The Economics of Taking a Dip

By Jonathan Starkey
Washington Post Staff Writer
Saturday, August 15, 2009

With home equity lost to a burst housing bubble and homeowners strapped for cash, backyard swimming pools aren't making quite the splash they were three or four years ago.

Contractors say sales of pools -- similar to other big-ticket items -- are off 15 percent or more compared with last year. As a result, companies are cutting prices and offering other incentives.

"We're willing to take a little less to get things going," said Frank Firetti, sales manager at the Manassas office of Blue Haven Pools.

Locally, the contractor is cutting $2,000 to $4,000 off the price of an in-ground pool, which can cost $40,000 to $60,000, Firetti said.

Firetti said the company built, or at least began work on, 391 pools in Virginia, Maryland and the panhandle of West Virginia in the boom year of 2005. It has finished or begun work on about 60 so far this year, with 20 more or so in the works.

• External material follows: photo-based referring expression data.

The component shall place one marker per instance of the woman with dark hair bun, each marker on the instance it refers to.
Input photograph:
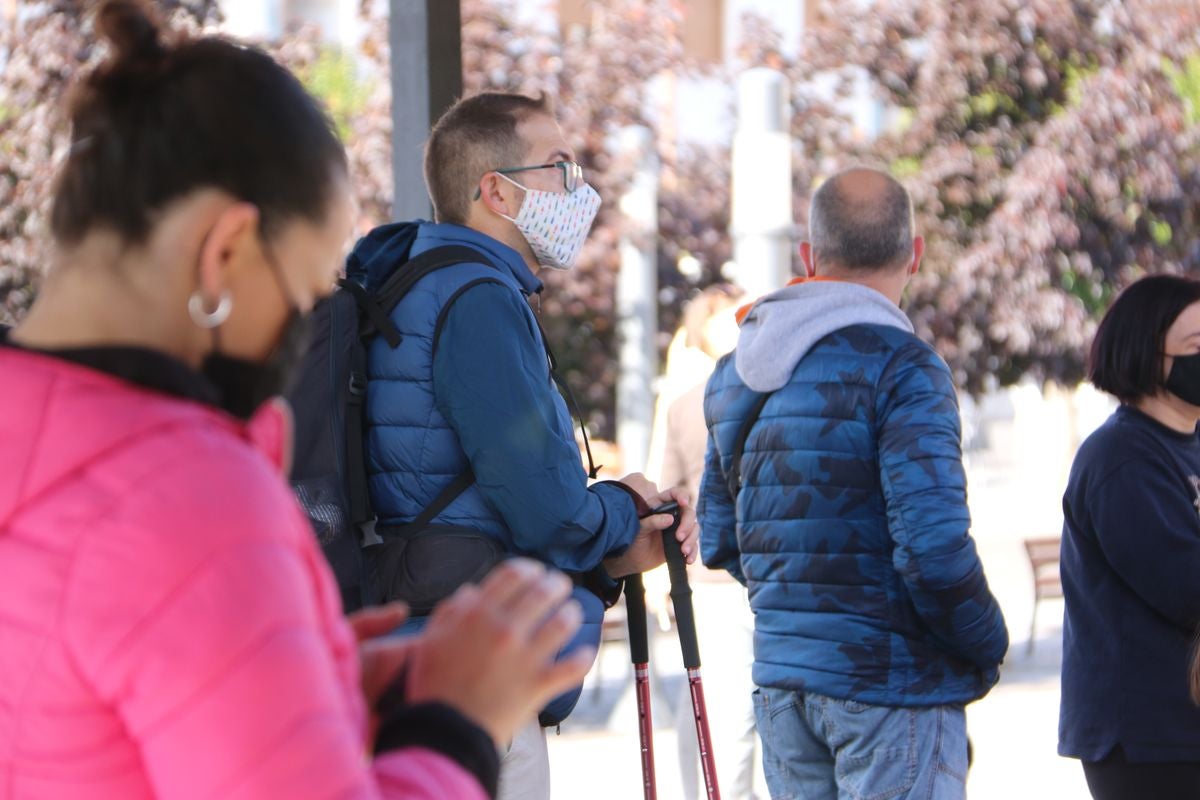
(1131, 554)
(169, 625)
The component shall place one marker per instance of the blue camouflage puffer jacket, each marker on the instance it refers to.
(851, 527)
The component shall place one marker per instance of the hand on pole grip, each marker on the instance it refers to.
(681, 591)
(635, 608)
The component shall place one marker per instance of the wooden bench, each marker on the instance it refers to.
(1043, 554)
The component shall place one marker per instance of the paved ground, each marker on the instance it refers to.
(1014, 728)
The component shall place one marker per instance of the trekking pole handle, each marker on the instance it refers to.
(681, 590)
(635, 611)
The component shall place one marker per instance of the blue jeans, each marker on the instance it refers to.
(817, 747)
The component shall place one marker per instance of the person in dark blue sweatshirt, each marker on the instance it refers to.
(1131, 554)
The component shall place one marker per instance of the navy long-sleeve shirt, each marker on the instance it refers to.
(1131, 573)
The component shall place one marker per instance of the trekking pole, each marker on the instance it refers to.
(640, 654)
(685, 620)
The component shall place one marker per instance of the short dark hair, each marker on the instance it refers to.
(862, 230)
(159, 119)
(474, 137)
(1127, 353)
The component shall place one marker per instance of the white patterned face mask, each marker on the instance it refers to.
(556, 223)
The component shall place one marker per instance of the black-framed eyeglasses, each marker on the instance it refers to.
(573, 174)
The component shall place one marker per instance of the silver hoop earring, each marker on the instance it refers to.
(204, 318)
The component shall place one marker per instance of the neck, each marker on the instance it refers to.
(889, 283)
(504, 232)
(99, 295)
(1170, 410)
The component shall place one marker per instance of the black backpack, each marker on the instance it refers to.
(328, 395)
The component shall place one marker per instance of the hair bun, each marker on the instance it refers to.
(132, 30)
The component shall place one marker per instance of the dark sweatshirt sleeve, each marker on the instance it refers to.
(492, 385)
(924, 487)
(1149, 530)
(438, 727)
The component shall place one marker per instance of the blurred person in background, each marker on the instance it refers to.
(874, 623)
(723, 612)
(1131, 554)
(171, 627)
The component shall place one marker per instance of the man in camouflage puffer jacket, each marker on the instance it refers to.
(874, 624)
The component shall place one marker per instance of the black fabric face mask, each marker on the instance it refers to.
(1183, 380)
(244, 385)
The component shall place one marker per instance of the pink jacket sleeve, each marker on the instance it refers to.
(210, 621)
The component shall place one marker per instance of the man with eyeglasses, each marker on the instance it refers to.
(466, 407)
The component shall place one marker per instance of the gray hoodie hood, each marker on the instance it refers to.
(783, 326)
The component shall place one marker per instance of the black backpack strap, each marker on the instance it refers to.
(569, 396)
(373, 319)
(733, 477)
(445, 497)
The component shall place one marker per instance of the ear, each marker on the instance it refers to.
(810, 265)
(498, 194)
(231, 242)
(918, 250)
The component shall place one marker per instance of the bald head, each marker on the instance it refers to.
(861, 220)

Anthony & Sylvan Pools is offering 5 percent discounts to customers in the northeast who make payments online, said Tom Casey, the national chain's vice president of sales. Other deals are being offered across the country to stimulate sales, Casey said. Pool sales at Anthony & Sylvan have suffered with the downturn but have begun to stabilize this summer, he added.

"Deals for our swimming pools right now are very aggressive," Casey said. "There's a lot of trepidation. People are concerned."

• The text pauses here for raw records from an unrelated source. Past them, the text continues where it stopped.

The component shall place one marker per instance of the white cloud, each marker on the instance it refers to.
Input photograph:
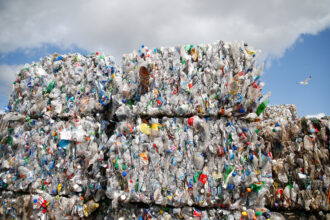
(118, 27)
(7, 77)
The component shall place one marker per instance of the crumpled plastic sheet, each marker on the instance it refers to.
(207, 79)
(178, 132)
(63, 86)
(55, 157)
(188, 161)
(301, 165)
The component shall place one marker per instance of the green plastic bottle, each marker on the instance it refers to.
(262, 107)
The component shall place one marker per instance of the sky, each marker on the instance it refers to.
(293, 36)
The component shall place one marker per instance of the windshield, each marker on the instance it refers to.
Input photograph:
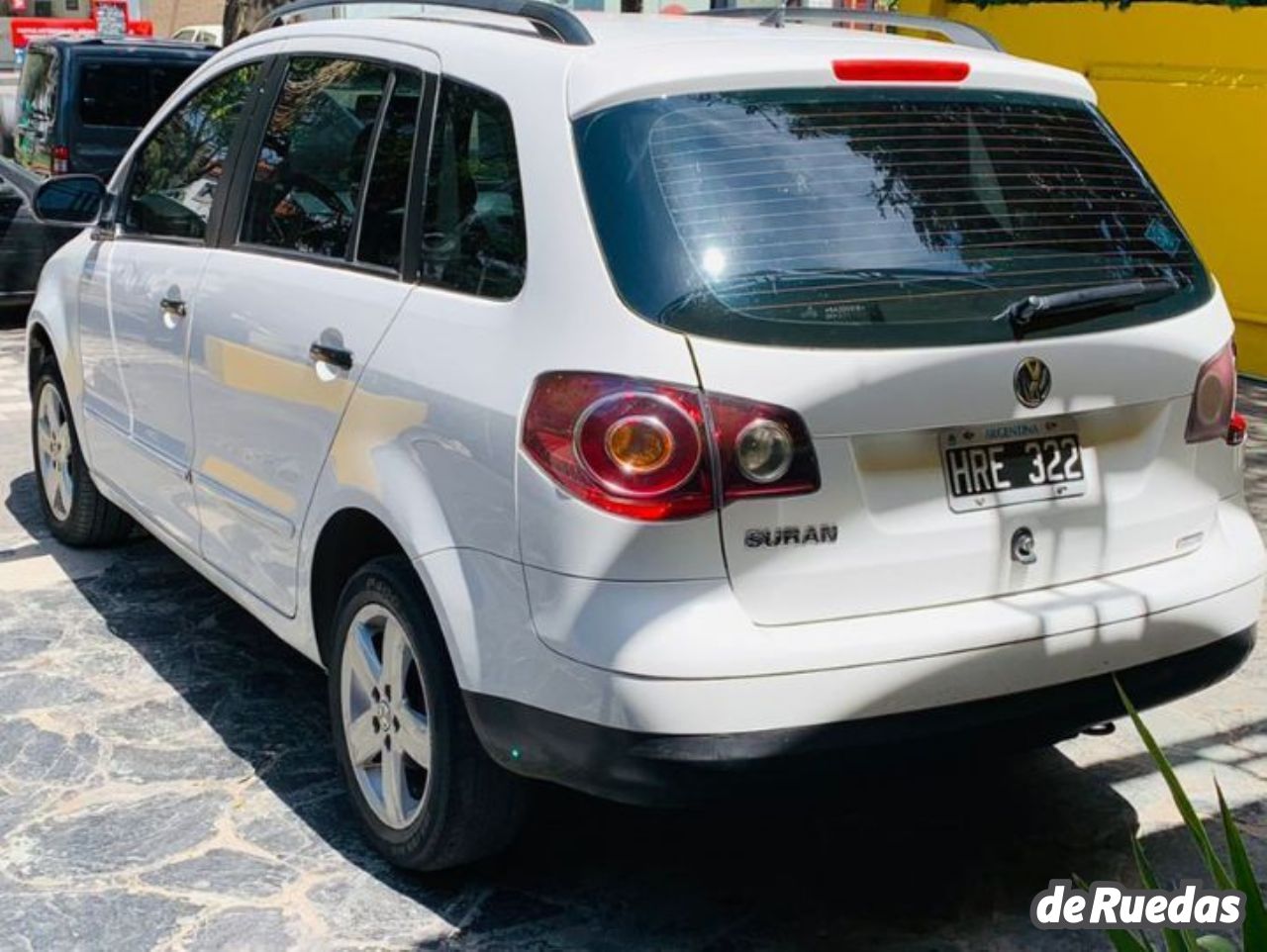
(864, 218)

Not everyone is taking a pass. Some families are opting to build a pool instead of spending money on passing extravagances.

Larry Ruggeri, owner of Calm Water Pools in Clarksburg, said he has built 13 pools so far this year -- with two more on the way.

"They are telling me they are cutting out their vacations," Ruggeri said. "They're not taking exotic vacations; they're investing in their homes."

Still, buying a pool is hardly an inexpensive alternative to vacationing. But if the pool is already there, homeowners seem more comfortable spending to keep it going over the summer.

"We've seen a tremendous increase as far as service work goes," said Jeff Kessler, owner of Pooltek, a pool service and repair company in Rockville.